Я сидела подолгу на любимом месте своем, в детской на окне, теперь часто открытом, прислушивалась к веселому шуму на улицах, к журчанью воды, грохоту давно не слышанных колес, птичьему гаму на бульваре соборной площади, где все аллеи еще сквозили, непокрытые зеленью, и к неумолчному воркованию голубей на нашей крыше. Помню, что голуби меня ужасно занимали. Я следила за всеми их движениями, когда они прохаживались под моим окном, заставляя железные листы крыши слегка погромыхивать; за кокетливыми изгибами и поворотами их хорошеньких головок, за турухчанием и воркованием их, стараясь им подражать и придумывая, что бы такое они друг другу рассказывали?..
Недельки через две все зазеленело светлой, молодой листвой, и нас каждый день стали водить гулять. Мы собирались после уроков возле собора на бульваре: играли в разные игры с подругами, бегали и веселились, так что стон стоял по аллеям от нашего смеха и криков.
Но больше всего любила я ездить с бабушкой на нашу дачу. Она в ней распоряжалась поправками к летнему житью; а я бегала в липовых аллеях и на лугу перед рощей, собирая фиалки, радуясь, что со всяким днем все лучше зацветает.
Но вот было счастье, когда нас перевезли туда. Дача наша совсем была недалеко от города, на опушке рощи, которая становилась все гуще, спускаясь к Волге, и наконец превращалась в настоящий лес.
Дом был старинный, каменный, с расписными потолками в цветах и амурах; с двумя балконами, опиравшимися на толстые колонны, с густым сиреневым палисадником. Один балкон спускался в него боковыми ступеньками; другой, побольше, выходил к трем густым липовым аллеям, которыми начиналась роща. Невдалеке аллеи эти перерезывал провал, все увеличивавшийся от дождей и превращавшийся далее, влево, в глубокий овраг, приводивший к Волге. Направо от аллей начиналась бахча, то есть поле, засеянное арбузами, дынями и огурцами; налево, с обеих сторон оврага, шла прелестная лужайка, поросшая разноцветным шиповником и цветами, где мы, бывало, ловили бабочек. Далее, впереди оврага, продолжалась роща, выводившая к так называемой большой даче, о которой речь будет впереди, — в это лето она стояла пустая; а за оврагом, в конце прямой аллеи, ведшей от этой большой дачи, был пруд, за которым уж роща обращалась в лес. Но ближе к нам, рядом с обеими дачами, был чудесный грунтовой сарай. Вы не знаете, может быть, что это такое?.. Это большое место, закрытое высокой стеной от северных ветров, с дощатой крышей, которой прикрывают его на зиму от снегов и мороза, а на лето снимают, заменяя ее только сеткой от прожорливых воробьев. В этом сарае содержат непривычные к холодам плодовые деревья. Уж как я любила, разжарившись, ловя бабочек или собирая цветы на лугу, зайти в этот тенистый грунтовой сарай, где с высоких, зеленых деревьев висели — ах! какие славные черно-красные или янтарные, наливные шпанские вишни!.. Нас всегда там угощали и даже позволяли самим рвать и делать из ягод красивые букетики.
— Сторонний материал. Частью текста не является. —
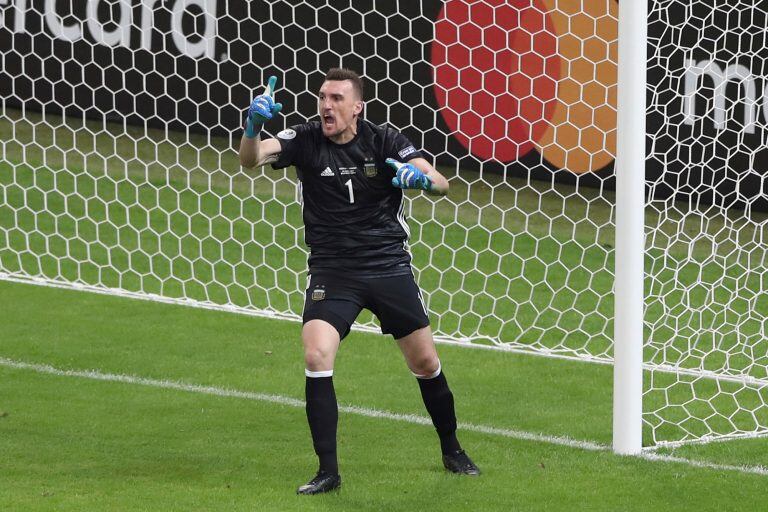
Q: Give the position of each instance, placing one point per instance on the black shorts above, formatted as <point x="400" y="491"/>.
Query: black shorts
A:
<point x="338" y="299"/>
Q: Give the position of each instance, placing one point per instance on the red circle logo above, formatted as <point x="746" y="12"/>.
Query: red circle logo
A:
<point x="516" y="75"/>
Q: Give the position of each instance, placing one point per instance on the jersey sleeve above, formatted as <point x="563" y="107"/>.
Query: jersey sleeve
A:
<point x="399" y="147"/>
<point x="295" y="146"/>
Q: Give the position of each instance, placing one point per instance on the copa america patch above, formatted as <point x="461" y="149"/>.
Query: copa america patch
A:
<point x="287" y="134"/>
<point x="407" y="151"/>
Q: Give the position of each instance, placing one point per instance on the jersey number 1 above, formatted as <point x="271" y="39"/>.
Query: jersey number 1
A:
<point x="348" y="183"/>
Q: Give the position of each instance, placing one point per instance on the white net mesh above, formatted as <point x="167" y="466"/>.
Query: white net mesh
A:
<point x="118" y="171"/>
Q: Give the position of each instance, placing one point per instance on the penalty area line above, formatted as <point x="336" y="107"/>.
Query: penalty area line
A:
<point x="365" y="412"/>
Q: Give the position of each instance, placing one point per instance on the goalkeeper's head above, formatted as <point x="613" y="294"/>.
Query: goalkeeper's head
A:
<point x="339" y="103"/>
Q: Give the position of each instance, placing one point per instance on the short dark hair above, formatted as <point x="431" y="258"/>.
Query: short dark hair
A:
<point x="341" y="74"/>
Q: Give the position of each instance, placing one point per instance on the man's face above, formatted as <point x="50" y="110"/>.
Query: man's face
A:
<point x="338" y="105"/>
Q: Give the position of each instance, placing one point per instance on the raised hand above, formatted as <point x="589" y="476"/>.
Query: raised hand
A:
<point x="409" y="176"/>
<point x="262" y="109"/>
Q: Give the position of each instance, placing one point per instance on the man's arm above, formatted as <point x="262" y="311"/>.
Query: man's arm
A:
<point x="439" y="183"/>
<point x="256" y="152"/>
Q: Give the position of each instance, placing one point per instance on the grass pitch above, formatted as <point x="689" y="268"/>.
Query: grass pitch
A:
<point x="526" y="263"/>
<point x="72" y="443"/>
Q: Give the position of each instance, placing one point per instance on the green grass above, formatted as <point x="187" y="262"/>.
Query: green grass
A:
<point x="75" y="444"/>
<point x="510" y="261"/>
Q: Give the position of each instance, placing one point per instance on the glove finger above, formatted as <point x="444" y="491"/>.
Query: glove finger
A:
<point x="270" y="89"/>
<point x="394" y="163"/>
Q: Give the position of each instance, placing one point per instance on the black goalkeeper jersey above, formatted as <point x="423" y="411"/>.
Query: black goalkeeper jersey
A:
<point x="354" y="218"/>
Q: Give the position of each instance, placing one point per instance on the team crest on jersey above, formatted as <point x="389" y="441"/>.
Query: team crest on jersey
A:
<point x="369" y="168"/>
<point x="318" y="293"/>
<point x="287" y="134"/>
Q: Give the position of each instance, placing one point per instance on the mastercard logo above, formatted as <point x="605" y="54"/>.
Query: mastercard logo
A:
<point x="513" y="76"/>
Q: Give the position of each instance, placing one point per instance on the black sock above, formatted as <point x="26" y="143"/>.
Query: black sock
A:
<point x="323" y="415"/>
<point x="439" y="401"/>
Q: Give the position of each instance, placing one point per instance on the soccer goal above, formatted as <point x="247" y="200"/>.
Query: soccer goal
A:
<point x="118" y="174"/>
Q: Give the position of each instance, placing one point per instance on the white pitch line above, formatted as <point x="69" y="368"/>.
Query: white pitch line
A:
<point x="366" y="412"/>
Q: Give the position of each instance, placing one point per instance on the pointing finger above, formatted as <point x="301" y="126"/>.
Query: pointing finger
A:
<point x="270" y="88"/>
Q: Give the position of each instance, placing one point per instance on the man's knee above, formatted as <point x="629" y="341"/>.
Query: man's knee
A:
<point x="425" y="366"/>
<point x="321" y="341"/>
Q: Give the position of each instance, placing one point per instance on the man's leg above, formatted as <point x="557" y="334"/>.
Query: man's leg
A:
<point x="420" y="354"/>
<point x="321" y="342"/>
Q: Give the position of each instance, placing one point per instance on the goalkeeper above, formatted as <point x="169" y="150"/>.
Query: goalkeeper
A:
<point x="351" y="176"/>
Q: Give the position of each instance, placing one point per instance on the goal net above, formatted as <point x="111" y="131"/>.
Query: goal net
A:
<point x="118" y="172"/>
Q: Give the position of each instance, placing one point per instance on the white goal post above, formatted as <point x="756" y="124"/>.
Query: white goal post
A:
<point x="118" y="174"/>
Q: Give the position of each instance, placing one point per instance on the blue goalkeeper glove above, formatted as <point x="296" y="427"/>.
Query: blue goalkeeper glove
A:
<point x="262" y="109"/>
<point x="409" y="176"/>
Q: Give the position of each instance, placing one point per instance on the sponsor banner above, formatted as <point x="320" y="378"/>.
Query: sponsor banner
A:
<point x="525" y="88"/>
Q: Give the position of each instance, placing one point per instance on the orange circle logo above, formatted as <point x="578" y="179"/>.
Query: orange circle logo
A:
<point x="516" y="75"/>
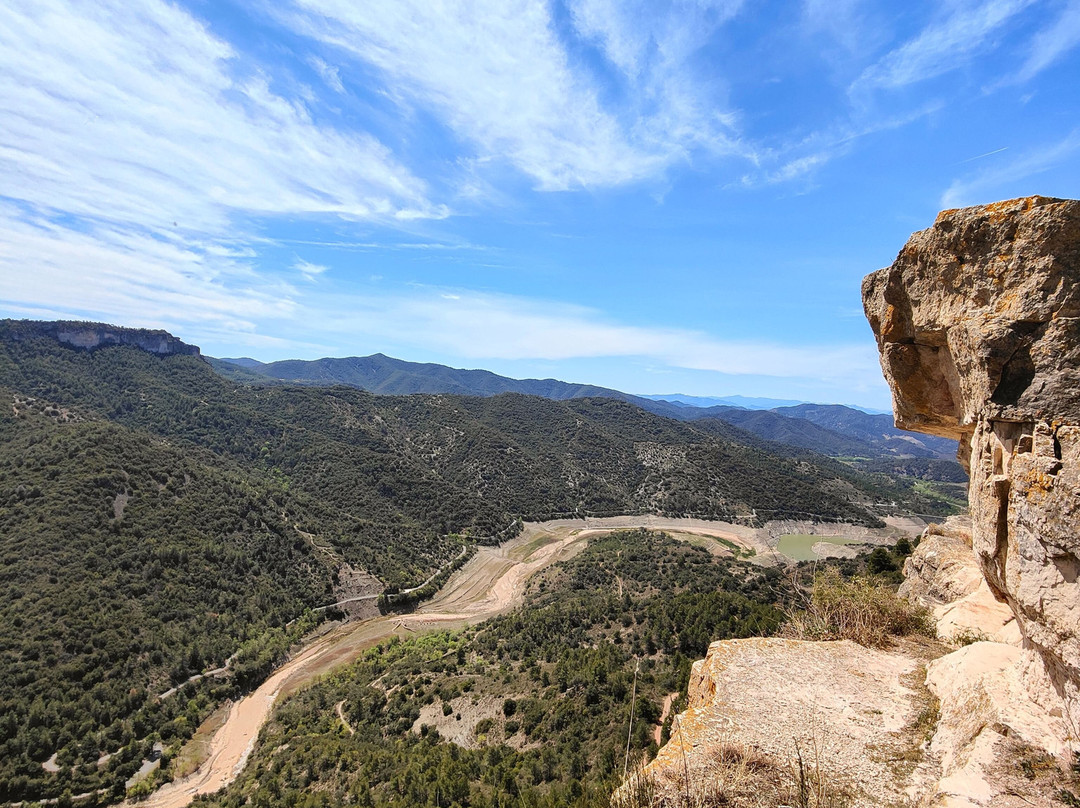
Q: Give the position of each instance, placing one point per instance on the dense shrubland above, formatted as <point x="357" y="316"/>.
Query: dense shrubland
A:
<point x="153" y="523"/>
<point x="562" y="668"/>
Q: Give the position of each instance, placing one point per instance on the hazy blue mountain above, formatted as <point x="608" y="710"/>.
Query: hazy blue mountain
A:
<point x="877" y="430"/>
<point x="730" y="401"/>
<point x="833" y="429"/>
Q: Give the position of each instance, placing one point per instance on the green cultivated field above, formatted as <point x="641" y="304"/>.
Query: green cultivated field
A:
<point x="798" y="546"/>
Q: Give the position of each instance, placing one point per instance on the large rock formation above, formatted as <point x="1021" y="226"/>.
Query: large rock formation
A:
<point x="977" y="323"/>
<point x="91" y="336"/>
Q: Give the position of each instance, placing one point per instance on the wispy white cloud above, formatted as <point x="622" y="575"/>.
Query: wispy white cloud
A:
<point x="498" y="76"/>
<point x="486" y="326"/>
<point x="328" y="73"/>
<point x="309" y="270"/>
<point x="134" y="112"/>
<point x="960" y="30"/>
<point x="133" y="279"/>
<point x="1001" y="179"/>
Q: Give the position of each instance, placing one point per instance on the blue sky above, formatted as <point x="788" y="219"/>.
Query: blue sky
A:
<point x="658" y="197"/>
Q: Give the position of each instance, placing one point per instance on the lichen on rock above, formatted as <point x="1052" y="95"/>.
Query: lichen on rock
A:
<point x="977" y="324"/>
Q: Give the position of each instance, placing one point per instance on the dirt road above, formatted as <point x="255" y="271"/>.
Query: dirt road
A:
<point x="491" y="582"/>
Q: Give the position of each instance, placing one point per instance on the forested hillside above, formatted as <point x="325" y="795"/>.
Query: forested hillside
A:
<point x="538" y="702"/>
<point x="159" y="520"/>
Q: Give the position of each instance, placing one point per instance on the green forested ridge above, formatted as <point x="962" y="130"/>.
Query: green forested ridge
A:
<point x="559" y="670"/>
<point x="154" y="519"/>
<point x="833" y="430"/>
<point x="127" y="566"/>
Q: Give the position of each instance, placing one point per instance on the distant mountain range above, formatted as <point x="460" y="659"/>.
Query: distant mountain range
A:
<point x="828" y="429"/>
<point x="727" y="401"/>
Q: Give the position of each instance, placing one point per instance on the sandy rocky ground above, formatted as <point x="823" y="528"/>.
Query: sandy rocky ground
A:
<point x="491" y="582"/>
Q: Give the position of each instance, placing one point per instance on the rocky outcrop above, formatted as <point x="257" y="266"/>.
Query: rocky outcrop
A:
<point x="977" y="324"/>
<point x="91" y="336"/>
<point x="943" y="576"/>
<point x="851" y="713"/>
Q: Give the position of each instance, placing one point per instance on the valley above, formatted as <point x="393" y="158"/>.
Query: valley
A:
<point x="490" y="583"/>
<point x="161" y="521"/>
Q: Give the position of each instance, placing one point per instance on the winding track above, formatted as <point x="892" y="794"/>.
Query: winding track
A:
<point x="489" y="583"/>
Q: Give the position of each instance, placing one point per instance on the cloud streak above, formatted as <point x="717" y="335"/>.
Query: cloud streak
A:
<point x="499" y="77"/>
<point x="135" y="113"/>
<point x="989" y="184"/>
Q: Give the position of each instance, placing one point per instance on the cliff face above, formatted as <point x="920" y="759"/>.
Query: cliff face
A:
<point x="89" y="336"/>
<point x="979" y="327"/>
<point x="977" y="323"/>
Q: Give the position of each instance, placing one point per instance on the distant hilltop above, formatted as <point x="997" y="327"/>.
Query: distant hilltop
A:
<point x="90" y="336"/>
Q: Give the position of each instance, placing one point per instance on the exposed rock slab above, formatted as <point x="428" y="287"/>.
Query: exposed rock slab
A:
<point x="989" y="699"/>
<point x="977" y="324"/>
<point x="90" y="336"/>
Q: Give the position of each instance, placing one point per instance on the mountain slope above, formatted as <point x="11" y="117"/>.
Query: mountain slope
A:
<point x="833" y="430"/>
<point x="157" y="519"/>
<point x="877" y="430"/>
<point x="388" y="376"/>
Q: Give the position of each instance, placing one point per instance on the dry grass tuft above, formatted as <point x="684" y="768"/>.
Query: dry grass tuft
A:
<point x="731" y="776"/>
<point x="859" y="609"/>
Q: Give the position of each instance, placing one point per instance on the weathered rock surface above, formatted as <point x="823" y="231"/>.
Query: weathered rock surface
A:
<point x="852" y="713"/>
<point x="942" y="575"/>
<point x="90" y="336"/>
<point x="942" y="569"/>
<point x="977" y="323"/>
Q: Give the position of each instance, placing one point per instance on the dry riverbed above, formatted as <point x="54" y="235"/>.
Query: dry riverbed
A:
<point x="493" y="581"/>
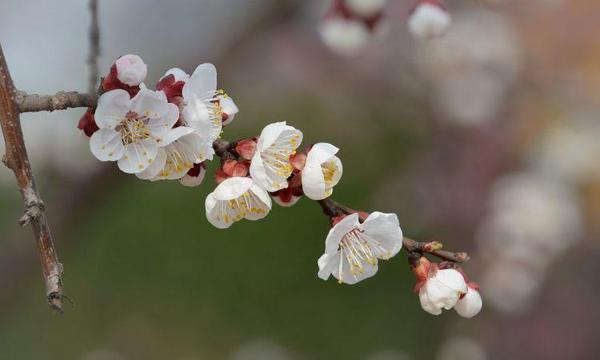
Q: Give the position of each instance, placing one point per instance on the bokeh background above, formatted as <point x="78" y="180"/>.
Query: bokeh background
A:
<point x="487" y="139"/>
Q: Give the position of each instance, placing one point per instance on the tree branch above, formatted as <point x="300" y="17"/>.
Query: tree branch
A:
<point x="16" y="159"/>
<point x="94" y="46"/>
<point x="60" y="101"/>
<point x="332" y="208"/>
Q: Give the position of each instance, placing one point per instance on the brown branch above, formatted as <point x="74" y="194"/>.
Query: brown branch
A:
<point x="60" y="101"/>
<point x="94" y="46"/>
<point x="332" y="208"/>
<point x="16" y="159"/>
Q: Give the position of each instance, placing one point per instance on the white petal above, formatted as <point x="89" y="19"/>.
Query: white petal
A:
<point x="131" y="69"/>
<point x="179" y="74"/>
<point x="195" y="111"/>
<point x="470" y="305"/>
<point x="157" y="165"/>
<point x="270" y="166"/>
<point x="234" y="199"/>
<point x="161" y="125"/>
<point x="347" y="277"/>
<point x="213" y="212"/>
<point x="452" y="279"/>
<point x="427" y="304"/>
<point x="313" y="182"/>
<point x="385" y="229"/>
<point x="112" y="107"/>
<point x="429" y="21"/>
<point x="294" y="199"/>
<point x="138" y="156"/>
<point x="195" y="147"/>
<point x="337" y="232"/>
<point x="152" y="104"/>
<point x="229" y="107"/>
<point x="319" y="153"/>
<point x="193" y="181"/>
<point x="202" y="83"/>
<point x="261" y="204"/>
<point x="174" y="134"/>
<point x="106" y="145"/>
<point x="327" y="263"/>
<point x="232" y="188"/>
<point x="269" y="134"/>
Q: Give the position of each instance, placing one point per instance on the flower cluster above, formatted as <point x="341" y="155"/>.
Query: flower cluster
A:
<point x="445" y="286"/>
<point x="162" y="134"/>
<point x="172" y="132"/>
<point x="349" y="25"/>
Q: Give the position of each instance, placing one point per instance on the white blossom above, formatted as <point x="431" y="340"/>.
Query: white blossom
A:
<point x="271" y="165"/>
<point x="234" y="199"/>
<point x="442" y="290"/>
<point x="131" y="131"/>
<point x="194" y="180"/>
<point x="429" y="21"/>
<point x="228" y="107"/>
<point x="345" y="37"/>
<point x="470" y="305"/>
<point x="202" y="110"/>
<point x="366" y="8"/>
<point x="321" y="172"/>
<point x="131" y="70"/>
<point x="177" y="73"/>
<point x="352" y="249"/>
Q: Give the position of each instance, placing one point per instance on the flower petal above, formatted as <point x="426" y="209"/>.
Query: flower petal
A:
<point x="202" y="83"/>
<point x="232" y="188"/>
<point x="327" y="264"/>
<point x="112" y="107"/>
<point x="174" y="134"/>
<point x="161" y="125"/>
<point x="106" y="145"/>
<point x="385" y="229"/>
<point x="138" y="156"/>
<point x="338" y="231"/>
<point x="470" y="305"/>
<point x="149" y="103"/>
<point x="154" y="169"/>
<point x="345" y="275"/>
<point x="427" y="304"/>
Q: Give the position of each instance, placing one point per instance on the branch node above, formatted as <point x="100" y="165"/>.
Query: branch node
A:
<point x="33" y="210"/>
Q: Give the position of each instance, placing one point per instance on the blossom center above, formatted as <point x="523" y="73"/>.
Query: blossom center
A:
<point x="329" y="170"/>
<point x="133" y="128"/>
<point x="358" y="248"/>
<point x="238" y="208"/>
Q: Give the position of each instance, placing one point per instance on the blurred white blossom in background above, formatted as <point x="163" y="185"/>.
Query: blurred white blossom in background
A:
<point x="532" y="220"/>
<point x="471" y="68"/>
<point x="461" y="348"/>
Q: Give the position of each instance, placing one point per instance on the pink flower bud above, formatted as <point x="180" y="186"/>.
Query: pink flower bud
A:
<point x="131" y="70"/>
<point x="87" y="123"/>
<point x="194" y="176"/>
<point x="246" y="148"/>
<point x="470" y="304"/>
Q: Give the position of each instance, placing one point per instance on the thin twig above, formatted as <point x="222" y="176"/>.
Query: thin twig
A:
<point x="94" y="46"/>
<point x="16" y="159"/>
<point x="60" y="101"/>
<point x="332" y="208"/>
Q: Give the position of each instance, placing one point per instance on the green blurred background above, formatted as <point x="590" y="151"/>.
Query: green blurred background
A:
<point x="443" y="133"/>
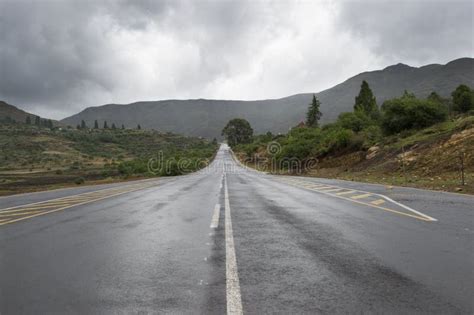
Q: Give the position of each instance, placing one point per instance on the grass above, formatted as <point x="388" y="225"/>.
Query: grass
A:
<point x="35" y="158"/>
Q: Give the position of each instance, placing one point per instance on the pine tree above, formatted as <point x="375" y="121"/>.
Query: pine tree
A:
<point x="314" y="113"/>
<point x="365" y="102"/>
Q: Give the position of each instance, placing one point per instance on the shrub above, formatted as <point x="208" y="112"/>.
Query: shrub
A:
<point x="356" y="121"/>
<point x="79" y="181"/>
<point x="409" y="112"/>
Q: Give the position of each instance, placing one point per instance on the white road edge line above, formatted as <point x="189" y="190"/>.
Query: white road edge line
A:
<point x="215" y="217"/>
<point x="234" y="299"/>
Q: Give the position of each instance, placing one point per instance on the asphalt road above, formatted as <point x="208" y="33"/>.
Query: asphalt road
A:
<point x="229" y="239"/>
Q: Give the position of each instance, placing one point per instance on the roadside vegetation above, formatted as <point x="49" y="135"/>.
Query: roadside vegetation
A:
<point x="406" y="141"/>
<point x="39" y="156"/>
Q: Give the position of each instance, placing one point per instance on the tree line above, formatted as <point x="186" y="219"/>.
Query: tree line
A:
<point x="105" y="125"/>
<point x="395" y="115"/>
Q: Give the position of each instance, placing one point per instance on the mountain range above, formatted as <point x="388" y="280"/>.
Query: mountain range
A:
<point x="206" y="118"/>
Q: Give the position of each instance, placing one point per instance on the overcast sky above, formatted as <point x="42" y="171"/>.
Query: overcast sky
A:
<point x="58" y="57"/>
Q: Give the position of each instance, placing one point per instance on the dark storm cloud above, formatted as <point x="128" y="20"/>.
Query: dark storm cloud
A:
<point x="57" y="57"/>
<point x="412" y="31"/>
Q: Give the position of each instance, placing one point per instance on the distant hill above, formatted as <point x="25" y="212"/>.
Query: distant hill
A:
<point x="206" y="118"/>
<point x="12" y="113"/>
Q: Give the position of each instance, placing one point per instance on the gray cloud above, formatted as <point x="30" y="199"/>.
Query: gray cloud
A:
<point x="416" y="32"/>
<point x="57" y="57"/>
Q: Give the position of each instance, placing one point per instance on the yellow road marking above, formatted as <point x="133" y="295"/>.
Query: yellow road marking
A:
<point x="378" y="202"/>
<point x="39" y="207"/>
<point x="70" y="205"/>
<point x="339" y="195"/>
<point x="361" y="196"/>
<point x="332" y="189"/>
<point x="346" y="192"/>
<point x="18" y="213"/>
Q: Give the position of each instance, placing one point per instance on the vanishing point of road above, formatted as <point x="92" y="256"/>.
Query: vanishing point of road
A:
<point x="228" y="239"/>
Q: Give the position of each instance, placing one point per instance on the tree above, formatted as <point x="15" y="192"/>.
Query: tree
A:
<point x="314" y="113"/>
<point x="463" y="98"/>
<point x="435" y="97"/>
<point x="365" y="101"/>
<point x="238" y="131"/>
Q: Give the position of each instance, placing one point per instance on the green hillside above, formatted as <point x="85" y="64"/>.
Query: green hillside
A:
<point x="34" y="158"/>
<point x="206" y="118"/>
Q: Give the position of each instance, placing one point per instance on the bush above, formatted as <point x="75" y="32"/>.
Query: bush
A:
<point x="79" y="181"/>
<point x="409" y="112"/>
<point x="354" y="121"/>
Если, не сворачивая, идти, бывало, прямо по единственной, тогда не тронутой еще провалом, правой липовой аллее, то она скоро приводила к нескольким дорожкам, расходившимся звездой, в разные стороны рощи, а как раз в средине этого перепутья стояла деревянная беседка — круглый большой павильон, с круглым же куполом на столбах, — место многих наших увеселений.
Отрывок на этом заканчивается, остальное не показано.